Thanks in advance, Pedro

brentp commented 5 years ago

fields is only used for VCFs. use, e.g. columns=[5] for tab delimited.

join takes a lua table, then a separator, so you probably want: join({gene_name, AS}, '|') but you may have written your own join function that I don't know about. Yes, you can also use table.concat.
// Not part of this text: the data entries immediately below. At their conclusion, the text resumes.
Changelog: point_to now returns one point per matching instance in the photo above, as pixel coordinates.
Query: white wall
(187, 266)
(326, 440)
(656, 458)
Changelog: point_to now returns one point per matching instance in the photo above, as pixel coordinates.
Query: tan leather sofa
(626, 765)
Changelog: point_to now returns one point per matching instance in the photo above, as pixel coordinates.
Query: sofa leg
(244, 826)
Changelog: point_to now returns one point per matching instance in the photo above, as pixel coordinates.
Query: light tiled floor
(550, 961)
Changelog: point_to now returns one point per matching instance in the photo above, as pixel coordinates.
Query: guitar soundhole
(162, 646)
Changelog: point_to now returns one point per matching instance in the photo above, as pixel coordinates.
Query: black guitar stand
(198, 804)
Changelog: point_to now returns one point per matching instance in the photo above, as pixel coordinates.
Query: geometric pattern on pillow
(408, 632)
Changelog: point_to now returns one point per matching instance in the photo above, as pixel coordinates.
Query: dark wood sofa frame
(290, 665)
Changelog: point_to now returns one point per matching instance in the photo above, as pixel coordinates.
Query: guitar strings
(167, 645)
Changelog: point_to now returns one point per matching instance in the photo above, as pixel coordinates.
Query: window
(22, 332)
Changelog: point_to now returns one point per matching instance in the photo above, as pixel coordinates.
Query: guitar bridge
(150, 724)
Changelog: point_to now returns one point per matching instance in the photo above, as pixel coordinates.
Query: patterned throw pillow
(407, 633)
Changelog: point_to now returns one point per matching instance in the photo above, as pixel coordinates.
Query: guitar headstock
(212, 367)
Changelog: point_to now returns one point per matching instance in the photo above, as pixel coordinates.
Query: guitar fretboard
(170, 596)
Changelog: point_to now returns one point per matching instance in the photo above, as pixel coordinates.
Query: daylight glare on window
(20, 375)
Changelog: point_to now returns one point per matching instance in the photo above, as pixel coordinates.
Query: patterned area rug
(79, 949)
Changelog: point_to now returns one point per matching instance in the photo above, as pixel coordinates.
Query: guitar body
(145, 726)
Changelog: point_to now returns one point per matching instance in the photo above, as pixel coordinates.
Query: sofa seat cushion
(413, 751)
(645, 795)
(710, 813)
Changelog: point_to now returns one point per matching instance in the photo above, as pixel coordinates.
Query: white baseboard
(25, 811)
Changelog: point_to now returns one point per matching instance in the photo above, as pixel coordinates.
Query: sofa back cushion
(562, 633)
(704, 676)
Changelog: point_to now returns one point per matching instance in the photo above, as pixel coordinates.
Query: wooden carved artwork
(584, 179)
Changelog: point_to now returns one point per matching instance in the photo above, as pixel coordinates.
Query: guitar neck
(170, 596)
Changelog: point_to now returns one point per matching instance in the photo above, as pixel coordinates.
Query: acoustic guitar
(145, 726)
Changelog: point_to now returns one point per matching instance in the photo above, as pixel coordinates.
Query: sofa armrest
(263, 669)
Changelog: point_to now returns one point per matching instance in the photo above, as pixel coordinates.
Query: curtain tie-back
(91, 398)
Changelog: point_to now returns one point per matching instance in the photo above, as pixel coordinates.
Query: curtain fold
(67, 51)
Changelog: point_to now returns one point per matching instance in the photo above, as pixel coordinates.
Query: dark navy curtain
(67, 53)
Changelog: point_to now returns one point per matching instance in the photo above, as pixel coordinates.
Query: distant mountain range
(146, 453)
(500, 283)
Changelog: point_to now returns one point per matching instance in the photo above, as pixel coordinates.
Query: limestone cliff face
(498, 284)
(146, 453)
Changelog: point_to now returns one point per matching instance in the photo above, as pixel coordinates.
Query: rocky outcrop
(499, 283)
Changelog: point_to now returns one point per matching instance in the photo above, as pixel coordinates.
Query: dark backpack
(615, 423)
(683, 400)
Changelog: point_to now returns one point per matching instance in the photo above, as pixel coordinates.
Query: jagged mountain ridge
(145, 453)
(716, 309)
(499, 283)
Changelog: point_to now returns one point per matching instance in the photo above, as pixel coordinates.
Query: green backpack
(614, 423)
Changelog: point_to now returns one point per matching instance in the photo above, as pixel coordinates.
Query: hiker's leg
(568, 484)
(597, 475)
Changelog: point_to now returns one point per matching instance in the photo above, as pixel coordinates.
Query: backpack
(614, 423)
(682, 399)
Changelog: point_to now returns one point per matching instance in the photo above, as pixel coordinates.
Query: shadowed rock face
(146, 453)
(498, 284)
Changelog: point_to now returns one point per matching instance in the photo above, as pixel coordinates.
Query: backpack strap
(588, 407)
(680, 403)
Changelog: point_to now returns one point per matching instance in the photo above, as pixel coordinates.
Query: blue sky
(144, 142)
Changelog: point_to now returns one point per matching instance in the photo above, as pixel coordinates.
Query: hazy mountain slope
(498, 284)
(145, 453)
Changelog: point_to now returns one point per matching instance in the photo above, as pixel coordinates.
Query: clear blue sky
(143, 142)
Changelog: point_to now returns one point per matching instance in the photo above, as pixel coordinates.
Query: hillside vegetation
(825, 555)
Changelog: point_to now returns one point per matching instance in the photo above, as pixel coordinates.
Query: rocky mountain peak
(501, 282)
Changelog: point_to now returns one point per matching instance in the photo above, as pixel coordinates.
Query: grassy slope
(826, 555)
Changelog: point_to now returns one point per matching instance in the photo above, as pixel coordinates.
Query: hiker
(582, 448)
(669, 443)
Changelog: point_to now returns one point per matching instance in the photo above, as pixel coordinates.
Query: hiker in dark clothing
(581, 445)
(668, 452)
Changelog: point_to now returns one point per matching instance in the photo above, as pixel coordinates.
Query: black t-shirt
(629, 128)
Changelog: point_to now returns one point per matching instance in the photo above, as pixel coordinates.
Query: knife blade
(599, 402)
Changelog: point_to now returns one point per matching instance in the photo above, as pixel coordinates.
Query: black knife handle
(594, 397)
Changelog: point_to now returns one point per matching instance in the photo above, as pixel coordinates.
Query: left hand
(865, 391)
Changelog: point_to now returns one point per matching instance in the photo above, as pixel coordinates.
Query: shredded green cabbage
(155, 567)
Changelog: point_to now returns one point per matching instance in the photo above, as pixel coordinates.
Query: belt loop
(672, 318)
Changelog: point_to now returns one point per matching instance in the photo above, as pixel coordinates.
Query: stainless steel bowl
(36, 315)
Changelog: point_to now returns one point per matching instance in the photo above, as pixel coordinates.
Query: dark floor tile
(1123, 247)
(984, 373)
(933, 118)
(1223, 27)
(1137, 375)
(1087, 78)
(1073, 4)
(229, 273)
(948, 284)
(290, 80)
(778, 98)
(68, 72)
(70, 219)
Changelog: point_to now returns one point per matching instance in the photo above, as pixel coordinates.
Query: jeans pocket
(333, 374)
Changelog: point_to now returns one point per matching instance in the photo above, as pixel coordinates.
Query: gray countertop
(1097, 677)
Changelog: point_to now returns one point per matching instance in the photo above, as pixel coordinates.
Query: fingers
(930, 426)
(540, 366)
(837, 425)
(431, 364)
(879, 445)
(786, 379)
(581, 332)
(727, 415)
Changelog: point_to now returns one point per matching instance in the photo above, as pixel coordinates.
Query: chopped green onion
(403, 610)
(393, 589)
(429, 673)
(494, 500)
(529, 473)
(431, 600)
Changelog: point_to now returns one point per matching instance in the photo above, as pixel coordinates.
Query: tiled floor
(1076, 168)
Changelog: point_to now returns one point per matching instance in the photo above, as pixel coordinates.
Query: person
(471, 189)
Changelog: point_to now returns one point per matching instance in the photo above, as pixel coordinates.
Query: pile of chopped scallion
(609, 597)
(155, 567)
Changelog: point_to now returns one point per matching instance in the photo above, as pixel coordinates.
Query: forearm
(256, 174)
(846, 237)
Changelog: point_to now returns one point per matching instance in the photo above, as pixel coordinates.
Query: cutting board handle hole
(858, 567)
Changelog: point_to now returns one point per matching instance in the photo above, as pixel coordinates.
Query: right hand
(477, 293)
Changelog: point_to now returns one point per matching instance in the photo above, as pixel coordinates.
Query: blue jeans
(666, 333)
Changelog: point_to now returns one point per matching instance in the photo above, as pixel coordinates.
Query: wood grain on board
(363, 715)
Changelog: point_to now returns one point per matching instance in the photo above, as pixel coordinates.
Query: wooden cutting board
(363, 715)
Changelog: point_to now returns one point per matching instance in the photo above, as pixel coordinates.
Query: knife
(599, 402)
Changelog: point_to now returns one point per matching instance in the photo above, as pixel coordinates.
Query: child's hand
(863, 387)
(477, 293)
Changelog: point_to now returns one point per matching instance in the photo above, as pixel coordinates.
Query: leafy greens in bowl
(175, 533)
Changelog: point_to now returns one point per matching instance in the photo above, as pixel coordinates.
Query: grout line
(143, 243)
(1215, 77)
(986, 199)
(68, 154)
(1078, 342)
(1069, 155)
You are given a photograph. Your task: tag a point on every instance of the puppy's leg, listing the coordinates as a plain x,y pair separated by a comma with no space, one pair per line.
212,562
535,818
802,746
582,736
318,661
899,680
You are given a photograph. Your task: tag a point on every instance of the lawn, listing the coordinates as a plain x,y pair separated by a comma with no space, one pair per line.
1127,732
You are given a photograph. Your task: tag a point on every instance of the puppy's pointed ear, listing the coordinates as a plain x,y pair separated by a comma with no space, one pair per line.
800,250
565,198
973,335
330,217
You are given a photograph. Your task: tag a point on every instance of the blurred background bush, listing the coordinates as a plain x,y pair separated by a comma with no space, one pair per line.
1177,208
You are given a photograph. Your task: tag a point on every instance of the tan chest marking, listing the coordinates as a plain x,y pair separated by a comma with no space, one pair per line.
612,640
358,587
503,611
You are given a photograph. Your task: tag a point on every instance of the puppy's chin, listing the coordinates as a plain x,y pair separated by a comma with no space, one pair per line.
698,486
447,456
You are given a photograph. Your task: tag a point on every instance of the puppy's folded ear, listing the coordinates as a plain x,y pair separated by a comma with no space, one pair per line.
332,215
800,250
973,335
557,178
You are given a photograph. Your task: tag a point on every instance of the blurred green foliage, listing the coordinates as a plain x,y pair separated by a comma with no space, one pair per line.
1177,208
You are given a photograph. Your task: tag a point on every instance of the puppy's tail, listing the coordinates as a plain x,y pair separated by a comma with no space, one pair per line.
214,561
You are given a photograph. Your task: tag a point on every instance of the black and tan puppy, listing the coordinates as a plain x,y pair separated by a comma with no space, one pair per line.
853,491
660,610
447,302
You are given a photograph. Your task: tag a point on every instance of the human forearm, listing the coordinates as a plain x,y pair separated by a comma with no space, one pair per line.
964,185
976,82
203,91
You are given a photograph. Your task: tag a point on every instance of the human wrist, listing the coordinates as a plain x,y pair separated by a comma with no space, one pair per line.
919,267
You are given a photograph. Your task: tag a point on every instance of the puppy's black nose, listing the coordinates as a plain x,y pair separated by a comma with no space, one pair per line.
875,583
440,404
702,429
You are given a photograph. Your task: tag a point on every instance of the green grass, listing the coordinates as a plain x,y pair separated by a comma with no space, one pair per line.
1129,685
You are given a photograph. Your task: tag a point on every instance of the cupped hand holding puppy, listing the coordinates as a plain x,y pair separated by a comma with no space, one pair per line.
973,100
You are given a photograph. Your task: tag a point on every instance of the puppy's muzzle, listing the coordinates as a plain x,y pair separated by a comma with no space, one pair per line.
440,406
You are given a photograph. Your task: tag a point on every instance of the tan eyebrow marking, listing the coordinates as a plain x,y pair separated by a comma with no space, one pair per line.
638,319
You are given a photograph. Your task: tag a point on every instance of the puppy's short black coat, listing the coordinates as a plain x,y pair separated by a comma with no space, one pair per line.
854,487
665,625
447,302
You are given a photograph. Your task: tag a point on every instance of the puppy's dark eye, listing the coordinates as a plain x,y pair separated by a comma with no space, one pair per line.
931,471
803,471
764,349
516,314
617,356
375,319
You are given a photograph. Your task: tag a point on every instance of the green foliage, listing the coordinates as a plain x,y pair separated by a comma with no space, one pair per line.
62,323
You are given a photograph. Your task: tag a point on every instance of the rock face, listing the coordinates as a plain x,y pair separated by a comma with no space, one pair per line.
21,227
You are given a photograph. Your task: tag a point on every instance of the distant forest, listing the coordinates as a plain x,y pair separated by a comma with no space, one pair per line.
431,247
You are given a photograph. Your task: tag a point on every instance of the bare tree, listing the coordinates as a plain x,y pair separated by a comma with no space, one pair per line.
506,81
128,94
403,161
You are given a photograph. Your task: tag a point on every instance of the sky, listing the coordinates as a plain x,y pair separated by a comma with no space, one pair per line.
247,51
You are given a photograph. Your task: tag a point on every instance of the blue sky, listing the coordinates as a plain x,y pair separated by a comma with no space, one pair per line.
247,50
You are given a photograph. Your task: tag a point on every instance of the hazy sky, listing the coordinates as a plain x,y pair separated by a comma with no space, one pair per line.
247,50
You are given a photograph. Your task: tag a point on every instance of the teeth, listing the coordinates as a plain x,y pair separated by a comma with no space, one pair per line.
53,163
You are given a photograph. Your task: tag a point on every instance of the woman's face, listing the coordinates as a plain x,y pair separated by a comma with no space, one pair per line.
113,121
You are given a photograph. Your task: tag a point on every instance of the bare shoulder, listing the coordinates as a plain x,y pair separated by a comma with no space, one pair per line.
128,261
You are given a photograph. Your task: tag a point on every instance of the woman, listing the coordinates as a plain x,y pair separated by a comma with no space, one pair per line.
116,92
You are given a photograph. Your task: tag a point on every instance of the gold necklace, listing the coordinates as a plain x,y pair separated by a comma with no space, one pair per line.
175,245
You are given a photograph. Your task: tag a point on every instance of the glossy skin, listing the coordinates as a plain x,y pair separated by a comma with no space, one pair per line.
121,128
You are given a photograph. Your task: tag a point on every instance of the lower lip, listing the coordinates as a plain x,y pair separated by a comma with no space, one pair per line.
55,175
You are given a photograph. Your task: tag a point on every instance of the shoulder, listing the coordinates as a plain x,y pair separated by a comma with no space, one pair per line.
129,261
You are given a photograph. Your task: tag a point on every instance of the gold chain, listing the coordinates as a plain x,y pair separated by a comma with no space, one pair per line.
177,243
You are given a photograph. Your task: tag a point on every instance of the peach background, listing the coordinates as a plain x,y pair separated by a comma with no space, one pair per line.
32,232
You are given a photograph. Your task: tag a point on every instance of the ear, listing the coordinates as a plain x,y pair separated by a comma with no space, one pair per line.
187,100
PedroBarbosa commented 5 years ago

:( I'm sure it's something naive that is missing.

fields is only used for VCFs. use, e.g. columns=[5] for tab delimited.

[[annotation]]
file="/mnt/nfs/lobo/IMM-NFS/ensembl_vep/custom_data/traP/traP_v2.txt.gz"
columns=[6]
names=["traP"]
ops=["self"]

Error:

panic: runtime error: invalid memory address or nil pointer dereference
[signal SIGSEGV: segmentation violation code=0x1 addr=0x14 pc=0x552f0e]

goroutine 5 [running]:
github.com/brentp/bix.New(0xc4200187d0, 0x41, 0xc420050f68, 0x1, 0x1, 0x0, 0x0, 0x0)
        /home/brentp/go/src/github.com/brentp/bix/bix.go:101 +0x3ae
github.com/brentp/vcfanno/api.(*Annotator).Setup.func1(0xc42011edd0, 0x1, 0x1, 0xc42011edc0, 0x0, 0xc4200187d0, 0x41)
        /home/brentp/go/src/github.com/brentp/vcfanno/api/api.go:735 +0x1f4
created by github.com/brentp/vcfanno/api.(*Annotator).Setup
        /home/brentp/go/src/github.com/brentp/vcfanno/api/api.go

join takes a lua table, then a separator, so you probably want: join({gene_name, AS}, '|') but you may have written your own join function that I don't know about. Yes, you can also use table.concat.

I tried to write some without success. Right now I'm using the join operation as you suggested:

[[annotation]]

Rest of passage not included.